Questo contributo ha come scopo principale quello di puntare un cono di luce, deciso e abbagliante, sulla carenza della tutela preventiva e protettiva, che deve essere concreta ed urgente verso i minori e le persone poste in posizione di vulnerabilità.
Ciò va inteso senza limitazione di genere, o inclinazione sessuale, riguarda tutti, nessuno escluso.
Senza allarmismi, riguarda i genitori che ignari delle insidie di cui sono ancora intrisi gli spazi parrocchiali e di vita comunitaria vi affidano i propri figli. Spazi da non potersi realisticamente reputare protettivi e, teniamo a sottolineare, non limitabili alle responsabilità di prevenzione e contrasto imputabile alla sola chiesa cattolica.

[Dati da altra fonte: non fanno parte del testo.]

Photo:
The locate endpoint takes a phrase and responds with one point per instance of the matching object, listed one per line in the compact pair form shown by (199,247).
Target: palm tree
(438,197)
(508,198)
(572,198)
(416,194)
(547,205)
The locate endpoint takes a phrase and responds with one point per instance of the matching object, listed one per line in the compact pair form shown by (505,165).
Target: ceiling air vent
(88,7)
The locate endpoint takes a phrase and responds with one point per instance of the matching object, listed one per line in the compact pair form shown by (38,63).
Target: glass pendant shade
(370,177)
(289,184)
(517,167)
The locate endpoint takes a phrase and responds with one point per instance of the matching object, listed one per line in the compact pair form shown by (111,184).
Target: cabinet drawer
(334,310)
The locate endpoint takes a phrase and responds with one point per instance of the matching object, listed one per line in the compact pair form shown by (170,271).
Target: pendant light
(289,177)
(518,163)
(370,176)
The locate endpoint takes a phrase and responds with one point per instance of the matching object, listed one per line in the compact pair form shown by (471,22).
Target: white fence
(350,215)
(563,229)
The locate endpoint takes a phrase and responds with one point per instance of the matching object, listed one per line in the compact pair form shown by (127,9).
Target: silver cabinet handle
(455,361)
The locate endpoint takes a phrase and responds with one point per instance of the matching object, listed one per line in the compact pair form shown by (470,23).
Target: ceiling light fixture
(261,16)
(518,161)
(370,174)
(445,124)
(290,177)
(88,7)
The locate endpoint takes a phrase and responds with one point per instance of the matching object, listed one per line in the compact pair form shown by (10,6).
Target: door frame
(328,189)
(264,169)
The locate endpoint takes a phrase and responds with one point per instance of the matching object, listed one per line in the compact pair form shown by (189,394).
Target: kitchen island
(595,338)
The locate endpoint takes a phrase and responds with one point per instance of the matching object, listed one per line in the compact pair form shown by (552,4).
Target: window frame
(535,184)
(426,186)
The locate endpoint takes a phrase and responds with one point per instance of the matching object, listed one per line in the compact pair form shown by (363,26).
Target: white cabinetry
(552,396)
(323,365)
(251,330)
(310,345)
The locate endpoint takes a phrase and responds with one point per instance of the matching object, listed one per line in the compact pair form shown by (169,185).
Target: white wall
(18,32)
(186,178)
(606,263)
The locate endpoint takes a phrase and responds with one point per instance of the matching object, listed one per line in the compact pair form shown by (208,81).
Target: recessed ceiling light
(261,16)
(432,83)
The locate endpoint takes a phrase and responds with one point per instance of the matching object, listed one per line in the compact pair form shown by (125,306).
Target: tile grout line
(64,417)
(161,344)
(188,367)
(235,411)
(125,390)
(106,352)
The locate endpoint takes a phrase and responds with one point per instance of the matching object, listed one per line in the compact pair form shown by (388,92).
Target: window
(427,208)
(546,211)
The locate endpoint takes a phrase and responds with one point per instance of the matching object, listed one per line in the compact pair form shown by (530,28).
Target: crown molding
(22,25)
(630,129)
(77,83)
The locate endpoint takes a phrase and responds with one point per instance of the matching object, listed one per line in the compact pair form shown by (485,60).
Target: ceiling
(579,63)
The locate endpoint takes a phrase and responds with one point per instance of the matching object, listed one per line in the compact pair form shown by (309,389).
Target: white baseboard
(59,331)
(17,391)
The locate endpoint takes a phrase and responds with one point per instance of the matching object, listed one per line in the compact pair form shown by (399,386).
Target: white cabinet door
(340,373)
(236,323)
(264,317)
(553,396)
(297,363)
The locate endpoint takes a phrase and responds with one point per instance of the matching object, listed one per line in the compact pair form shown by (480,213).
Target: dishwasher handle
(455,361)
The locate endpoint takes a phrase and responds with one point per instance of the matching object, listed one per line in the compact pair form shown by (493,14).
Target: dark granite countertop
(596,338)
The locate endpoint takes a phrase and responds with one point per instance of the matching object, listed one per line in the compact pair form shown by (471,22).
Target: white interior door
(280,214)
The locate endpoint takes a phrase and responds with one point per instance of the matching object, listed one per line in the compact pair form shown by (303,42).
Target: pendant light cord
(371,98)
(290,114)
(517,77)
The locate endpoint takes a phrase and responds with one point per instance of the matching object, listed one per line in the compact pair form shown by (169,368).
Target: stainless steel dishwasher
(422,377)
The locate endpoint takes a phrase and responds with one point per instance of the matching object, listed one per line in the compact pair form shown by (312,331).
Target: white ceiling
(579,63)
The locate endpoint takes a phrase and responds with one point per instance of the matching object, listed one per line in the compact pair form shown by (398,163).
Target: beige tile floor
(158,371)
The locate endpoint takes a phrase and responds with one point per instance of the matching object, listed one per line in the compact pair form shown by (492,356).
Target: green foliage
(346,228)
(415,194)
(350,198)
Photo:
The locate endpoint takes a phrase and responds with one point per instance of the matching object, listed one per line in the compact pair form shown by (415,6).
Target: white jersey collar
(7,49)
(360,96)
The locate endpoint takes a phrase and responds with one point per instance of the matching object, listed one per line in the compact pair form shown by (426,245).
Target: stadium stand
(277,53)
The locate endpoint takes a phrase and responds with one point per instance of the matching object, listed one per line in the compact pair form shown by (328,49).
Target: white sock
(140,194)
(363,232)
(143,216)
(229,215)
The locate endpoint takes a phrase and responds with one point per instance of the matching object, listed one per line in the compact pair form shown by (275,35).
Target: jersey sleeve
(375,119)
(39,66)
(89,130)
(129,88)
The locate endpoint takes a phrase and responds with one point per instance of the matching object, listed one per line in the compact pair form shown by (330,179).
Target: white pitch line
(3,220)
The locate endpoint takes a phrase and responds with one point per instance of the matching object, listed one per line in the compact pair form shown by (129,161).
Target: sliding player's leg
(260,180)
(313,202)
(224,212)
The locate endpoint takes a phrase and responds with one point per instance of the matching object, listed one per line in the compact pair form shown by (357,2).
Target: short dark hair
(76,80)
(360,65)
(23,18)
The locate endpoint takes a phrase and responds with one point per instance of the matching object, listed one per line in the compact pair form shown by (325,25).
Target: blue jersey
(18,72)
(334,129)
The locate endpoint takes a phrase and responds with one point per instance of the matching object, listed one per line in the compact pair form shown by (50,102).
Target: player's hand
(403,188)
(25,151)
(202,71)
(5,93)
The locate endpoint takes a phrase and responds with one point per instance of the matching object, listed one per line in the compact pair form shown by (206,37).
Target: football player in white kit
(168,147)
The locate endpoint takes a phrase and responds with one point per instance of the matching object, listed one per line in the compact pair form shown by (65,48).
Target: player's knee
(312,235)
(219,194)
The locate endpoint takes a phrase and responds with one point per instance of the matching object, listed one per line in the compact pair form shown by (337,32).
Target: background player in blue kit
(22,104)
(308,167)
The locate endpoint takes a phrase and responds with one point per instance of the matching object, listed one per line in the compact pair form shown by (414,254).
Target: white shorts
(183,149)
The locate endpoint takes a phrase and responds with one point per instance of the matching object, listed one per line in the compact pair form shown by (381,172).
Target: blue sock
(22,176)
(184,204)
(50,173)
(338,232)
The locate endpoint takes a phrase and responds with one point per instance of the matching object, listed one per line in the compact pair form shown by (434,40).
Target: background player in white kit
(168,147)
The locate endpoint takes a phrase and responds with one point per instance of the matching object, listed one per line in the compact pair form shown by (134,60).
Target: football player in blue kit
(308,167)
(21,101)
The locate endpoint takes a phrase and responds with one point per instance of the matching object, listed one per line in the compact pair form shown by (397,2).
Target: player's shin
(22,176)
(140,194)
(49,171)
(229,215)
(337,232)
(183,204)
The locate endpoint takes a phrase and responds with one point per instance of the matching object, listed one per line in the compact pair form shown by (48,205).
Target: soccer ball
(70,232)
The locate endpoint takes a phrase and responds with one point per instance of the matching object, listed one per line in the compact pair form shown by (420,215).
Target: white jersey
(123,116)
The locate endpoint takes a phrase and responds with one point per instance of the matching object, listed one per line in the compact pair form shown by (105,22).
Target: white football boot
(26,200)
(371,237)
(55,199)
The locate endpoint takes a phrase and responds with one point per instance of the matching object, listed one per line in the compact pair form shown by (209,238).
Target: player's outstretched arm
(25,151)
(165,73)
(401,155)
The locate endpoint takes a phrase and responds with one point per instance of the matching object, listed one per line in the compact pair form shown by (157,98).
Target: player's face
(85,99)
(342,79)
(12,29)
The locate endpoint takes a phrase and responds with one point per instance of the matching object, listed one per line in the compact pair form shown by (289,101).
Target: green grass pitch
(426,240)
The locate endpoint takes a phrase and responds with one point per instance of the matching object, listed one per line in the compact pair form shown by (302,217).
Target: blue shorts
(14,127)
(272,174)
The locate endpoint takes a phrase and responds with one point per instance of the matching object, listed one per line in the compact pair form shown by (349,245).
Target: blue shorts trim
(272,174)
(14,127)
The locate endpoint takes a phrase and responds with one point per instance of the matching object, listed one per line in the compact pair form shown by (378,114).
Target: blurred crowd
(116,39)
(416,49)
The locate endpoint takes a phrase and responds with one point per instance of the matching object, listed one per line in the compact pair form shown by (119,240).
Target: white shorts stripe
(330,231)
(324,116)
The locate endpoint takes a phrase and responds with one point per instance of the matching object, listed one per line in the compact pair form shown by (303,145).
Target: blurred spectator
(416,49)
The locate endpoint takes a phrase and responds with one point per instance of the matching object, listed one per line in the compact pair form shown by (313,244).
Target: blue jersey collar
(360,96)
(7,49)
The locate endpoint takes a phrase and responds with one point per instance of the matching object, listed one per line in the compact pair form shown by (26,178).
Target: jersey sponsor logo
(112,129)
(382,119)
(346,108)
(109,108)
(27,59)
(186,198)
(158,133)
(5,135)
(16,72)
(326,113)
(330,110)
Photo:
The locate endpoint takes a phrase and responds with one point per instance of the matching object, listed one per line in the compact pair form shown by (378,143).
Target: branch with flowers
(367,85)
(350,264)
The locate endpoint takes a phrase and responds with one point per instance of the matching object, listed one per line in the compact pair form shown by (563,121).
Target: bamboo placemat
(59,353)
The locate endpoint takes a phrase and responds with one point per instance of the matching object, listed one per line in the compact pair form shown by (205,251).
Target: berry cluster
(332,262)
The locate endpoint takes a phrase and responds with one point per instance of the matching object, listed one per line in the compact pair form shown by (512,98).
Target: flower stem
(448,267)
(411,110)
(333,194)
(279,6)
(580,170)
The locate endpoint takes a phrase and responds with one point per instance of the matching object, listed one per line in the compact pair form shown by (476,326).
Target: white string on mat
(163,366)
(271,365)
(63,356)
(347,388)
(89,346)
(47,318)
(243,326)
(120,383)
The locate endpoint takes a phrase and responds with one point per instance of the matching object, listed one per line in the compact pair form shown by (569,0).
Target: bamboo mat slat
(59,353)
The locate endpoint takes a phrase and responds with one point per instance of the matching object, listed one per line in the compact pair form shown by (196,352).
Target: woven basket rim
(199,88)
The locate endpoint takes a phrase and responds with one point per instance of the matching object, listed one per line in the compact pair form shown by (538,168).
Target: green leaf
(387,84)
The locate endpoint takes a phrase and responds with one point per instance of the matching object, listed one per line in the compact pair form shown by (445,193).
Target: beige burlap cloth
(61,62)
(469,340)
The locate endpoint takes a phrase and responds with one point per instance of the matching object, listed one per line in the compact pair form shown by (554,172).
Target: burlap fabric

Tuttavia seppur convinti che i predatori sessuali, sono tutti uguali, con o senza abito talare, occorre prendere atto che lo stato delle cose non impedisce loro né di colpire, né di ripetere il crimine.
E’ altrettanto importante evidenziare che “Spotlight on Italian survivors” così come ogni attività posta in essere dall’Associazione, trattando o rimandando ad inchieste giudiziarie, a procedimenti penali non ancora conclusi, induce a ritenere innocenti tutte le persone citate a vario titolo – consacrate e non - seppur condannate nei primi gradi di giudizio.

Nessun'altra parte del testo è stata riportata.